Tra le verifiche chieste dalla famiglia, anche quelle sui proprietari di Porsche Cayenne bianche immatricolate negli ultimi 2 anni così da risalire a quella notata sul posto, nel pomeriggio di quel venerdì. Il testimone, impiegato in una lavanderia industriale, nel pomeriggio e circa due ore prima del suicidio si recò a Pacentro per una consegna, era buio al ritorno e sulla strada notò la Porsche ferma dietro la Smart. Non risulta nulla nei video prodotti dalle telecamere dell'impianto di video sorveglianza del circuito pubblico di Sulmona e Pacentro. Video registrati all'ingresso dei caselli autostradali del comprensorio?
Della Cayenne si perde traccia, resta scoperta comunque la strada statale 17 e l'auto potrebbe essere transitata sulla strada del Molise, per Castel di Sangro (Aq) o da Pescara? Un'auto di grossa cilindrata, così bianca, in una località dove quasi tutti si conoscono si fa notare anche se in una strada chiusa e trafficata. Per la mano del generale lo stub ha dato esito positivo, pacchetto di sigarette quasi vuoto, pistola (9mm) mezza scarica. Sono stati chiesti accertamenti su due utenze telefoniche con le quali Conti parla costantemente nei due giorni precedenti la morte e su un'altra utenza riferibile alla Forestale.

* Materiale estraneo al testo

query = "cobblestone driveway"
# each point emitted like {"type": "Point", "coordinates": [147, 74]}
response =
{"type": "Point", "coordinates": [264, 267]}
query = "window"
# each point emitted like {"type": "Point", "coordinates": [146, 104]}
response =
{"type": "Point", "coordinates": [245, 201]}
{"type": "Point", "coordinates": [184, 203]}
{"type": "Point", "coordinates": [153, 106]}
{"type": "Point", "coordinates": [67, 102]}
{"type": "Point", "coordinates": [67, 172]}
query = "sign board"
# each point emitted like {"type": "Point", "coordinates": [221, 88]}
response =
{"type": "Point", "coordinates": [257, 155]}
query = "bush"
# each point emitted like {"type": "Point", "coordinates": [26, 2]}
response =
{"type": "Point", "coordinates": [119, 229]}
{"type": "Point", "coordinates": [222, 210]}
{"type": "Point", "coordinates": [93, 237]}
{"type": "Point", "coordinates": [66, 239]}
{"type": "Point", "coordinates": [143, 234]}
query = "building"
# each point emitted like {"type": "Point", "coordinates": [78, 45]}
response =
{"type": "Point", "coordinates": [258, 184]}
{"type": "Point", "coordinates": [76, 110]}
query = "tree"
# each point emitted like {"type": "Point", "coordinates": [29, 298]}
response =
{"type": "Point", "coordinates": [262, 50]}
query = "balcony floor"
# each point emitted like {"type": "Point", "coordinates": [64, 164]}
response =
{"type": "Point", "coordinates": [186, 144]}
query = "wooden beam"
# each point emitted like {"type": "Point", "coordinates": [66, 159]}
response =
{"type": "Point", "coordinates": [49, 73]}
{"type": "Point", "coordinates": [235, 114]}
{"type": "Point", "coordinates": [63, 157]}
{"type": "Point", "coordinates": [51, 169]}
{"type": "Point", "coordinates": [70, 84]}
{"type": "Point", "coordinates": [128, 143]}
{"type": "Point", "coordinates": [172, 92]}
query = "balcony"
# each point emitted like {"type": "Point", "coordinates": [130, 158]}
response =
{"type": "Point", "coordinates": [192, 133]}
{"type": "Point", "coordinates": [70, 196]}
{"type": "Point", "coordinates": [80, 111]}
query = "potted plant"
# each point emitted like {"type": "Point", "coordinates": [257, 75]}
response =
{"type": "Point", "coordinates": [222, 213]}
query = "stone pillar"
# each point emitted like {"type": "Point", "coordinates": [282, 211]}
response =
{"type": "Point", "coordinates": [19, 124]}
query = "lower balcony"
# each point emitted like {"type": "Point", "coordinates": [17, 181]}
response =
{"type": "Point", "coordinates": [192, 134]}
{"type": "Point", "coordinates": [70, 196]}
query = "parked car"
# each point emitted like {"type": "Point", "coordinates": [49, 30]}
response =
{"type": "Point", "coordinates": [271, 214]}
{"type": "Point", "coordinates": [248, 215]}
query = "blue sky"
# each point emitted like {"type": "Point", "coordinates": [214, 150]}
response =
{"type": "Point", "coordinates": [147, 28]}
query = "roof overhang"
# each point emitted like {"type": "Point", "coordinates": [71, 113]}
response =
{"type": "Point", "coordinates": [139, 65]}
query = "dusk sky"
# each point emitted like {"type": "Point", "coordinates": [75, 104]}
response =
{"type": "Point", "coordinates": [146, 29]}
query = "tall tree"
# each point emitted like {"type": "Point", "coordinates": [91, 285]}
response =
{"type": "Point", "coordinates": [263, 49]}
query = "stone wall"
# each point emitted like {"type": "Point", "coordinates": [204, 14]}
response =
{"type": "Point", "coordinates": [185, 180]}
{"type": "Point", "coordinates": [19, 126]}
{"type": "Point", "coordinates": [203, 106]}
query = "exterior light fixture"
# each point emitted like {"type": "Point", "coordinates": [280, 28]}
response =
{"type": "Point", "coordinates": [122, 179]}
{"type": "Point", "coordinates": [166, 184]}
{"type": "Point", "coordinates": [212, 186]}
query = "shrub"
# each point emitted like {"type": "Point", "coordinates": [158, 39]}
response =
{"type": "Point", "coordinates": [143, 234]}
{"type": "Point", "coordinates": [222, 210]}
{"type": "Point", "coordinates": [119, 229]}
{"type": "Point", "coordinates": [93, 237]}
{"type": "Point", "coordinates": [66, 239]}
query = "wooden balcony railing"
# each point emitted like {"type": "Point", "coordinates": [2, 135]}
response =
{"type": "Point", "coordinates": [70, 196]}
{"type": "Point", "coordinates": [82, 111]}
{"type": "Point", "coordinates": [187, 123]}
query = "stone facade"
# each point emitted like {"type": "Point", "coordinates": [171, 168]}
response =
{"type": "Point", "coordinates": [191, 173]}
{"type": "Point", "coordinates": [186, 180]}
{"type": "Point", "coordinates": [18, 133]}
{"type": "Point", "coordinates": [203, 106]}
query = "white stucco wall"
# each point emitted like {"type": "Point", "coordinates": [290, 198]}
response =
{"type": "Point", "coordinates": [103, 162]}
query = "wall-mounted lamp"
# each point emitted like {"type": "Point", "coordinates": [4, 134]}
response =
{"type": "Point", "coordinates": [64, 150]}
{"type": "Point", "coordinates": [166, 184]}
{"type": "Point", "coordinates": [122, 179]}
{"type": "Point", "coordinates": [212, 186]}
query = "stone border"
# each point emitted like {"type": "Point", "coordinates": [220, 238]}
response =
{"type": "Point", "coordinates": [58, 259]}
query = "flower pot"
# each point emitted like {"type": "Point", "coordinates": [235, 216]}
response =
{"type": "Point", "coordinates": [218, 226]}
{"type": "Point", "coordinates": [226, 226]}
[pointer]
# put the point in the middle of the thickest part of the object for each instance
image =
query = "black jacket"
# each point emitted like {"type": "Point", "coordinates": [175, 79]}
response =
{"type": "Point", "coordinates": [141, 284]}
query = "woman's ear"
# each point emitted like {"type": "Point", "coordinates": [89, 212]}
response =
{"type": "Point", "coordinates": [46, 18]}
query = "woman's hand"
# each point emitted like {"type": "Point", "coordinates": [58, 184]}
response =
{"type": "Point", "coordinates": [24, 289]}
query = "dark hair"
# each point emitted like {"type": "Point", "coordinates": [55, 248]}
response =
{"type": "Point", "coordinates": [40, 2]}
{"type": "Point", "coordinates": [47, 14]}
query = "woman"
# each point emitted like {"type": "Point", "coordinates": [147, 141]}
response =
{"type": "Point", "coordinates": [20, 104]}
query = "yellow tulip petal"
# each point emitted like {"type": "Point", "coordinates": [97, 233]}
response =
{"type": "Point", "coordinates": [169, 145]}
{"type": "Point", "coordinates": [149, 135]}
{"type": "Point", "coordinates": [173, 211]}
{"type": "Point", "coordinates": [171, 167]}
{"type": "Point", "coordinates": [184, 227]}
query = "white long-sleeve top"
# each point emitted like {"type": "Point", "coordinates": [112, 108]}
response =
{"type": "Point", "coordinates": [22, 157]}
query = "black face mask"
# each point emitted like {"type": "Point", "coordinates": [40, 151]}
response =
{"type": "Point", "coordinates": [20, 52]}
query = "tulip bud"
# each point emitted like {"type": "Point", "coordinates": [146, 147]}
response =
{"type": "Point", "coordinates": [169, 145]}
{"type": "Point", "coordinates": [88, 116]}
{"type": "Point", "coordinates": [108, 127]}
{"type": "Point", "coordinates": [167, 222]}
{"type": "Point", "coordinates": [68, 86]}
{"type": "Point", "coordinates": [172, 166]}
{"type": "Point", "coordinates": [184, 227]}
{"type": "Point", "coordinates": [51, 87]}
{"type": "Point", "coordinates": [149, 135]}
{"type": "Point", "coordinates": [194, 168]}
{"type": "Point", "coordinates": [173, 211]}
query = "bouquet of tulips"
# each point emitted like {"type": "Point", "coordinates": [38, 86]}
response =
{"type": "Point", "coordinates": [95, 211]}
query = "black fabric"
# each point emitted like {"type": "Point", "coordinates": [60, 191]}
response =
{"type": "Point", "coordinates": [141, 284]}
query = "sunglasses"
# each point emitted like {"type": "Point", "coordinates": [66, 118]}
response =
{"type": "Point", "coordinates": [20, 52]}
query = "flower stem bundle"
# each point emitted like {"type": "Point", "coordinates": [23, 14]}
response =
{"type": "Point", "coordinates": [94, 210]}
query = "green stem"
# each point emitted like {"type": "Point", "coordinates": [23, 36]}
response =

"Premesso che l'ipotesi del suicidio è per noi già fortunata rispetto a quella che il generale sia stato ammazzato, abbiamo suggerito delle indagini suppletive alla procura affinché gli investigatori chiariscano alcuni punti oscuri per la tranquillità di tutti e per mettere una pietra sulla vicenda - spiega all'Adnkronos l'avvocato della famiglia - Fugati quei dubbi, non si potrà che disporre l'archiviazione. Abbiamo chiesto, con una indagine medico legale più accurata di poter verificare se la posizione del corpo" è compatibile con il suicidio.
Silvia Conti, dirigente della Polizia stradale di Pescara e sorella di Conti, raccontò agli investigatori che ili fratello non le aveva detto di voler rinunciare all'incarico alla Total o di voler successivamente dimettersi: "Mio fratello non mi ha mai esternato particolari disagi lavorativi legati all'accorpamento del Corpo forestale all'Arma dei carabinieri. Si era sempre limitato a dirmi che doveva abituarsi alle nuove procedure, anche se ovviamente non era stato felice e non condivideva la soppressione del Corpo (...). Nell'ultimo periodo, Guido mi aveva rappresentato più volte l'intenzione di lasciare il servizio poiché cominciava a pesargli la necessità di viaggiare continuamente da Sulmona a Perugia" e comunque anche da Sulmona alla Basilicata non è uno scherzo.
A Primavera del 2017 Conti accenna alla sorella, per la prima volta, della possibilità di andare a lavorare alla Total: "Mi disse che era stato contattato in quanto erano note le sue competenze in materia di reati ambientali e che si sarebbe dovuto recare in Francia per parlare con l'amministratore delegato. Cosa che però non è mai avvenuta perché sarebbe dovuto andare proprio in questi giorni. Non mi ha mai detto di essere preoccupato per la vicenda Rigopiano, non mi ha mai fatto alcun cenno sulla vicenda di Rigopiano né alcuno mi ha mai riferito che mio fratello avesse preoccupazioni al riguardo".
La sorella avrebbe richiesto agli investigatori di recuperare alcuni foglietti che l'ex generale avrebbe custodito nel portafogli e che potrebbero risultare utili all'inchiesta.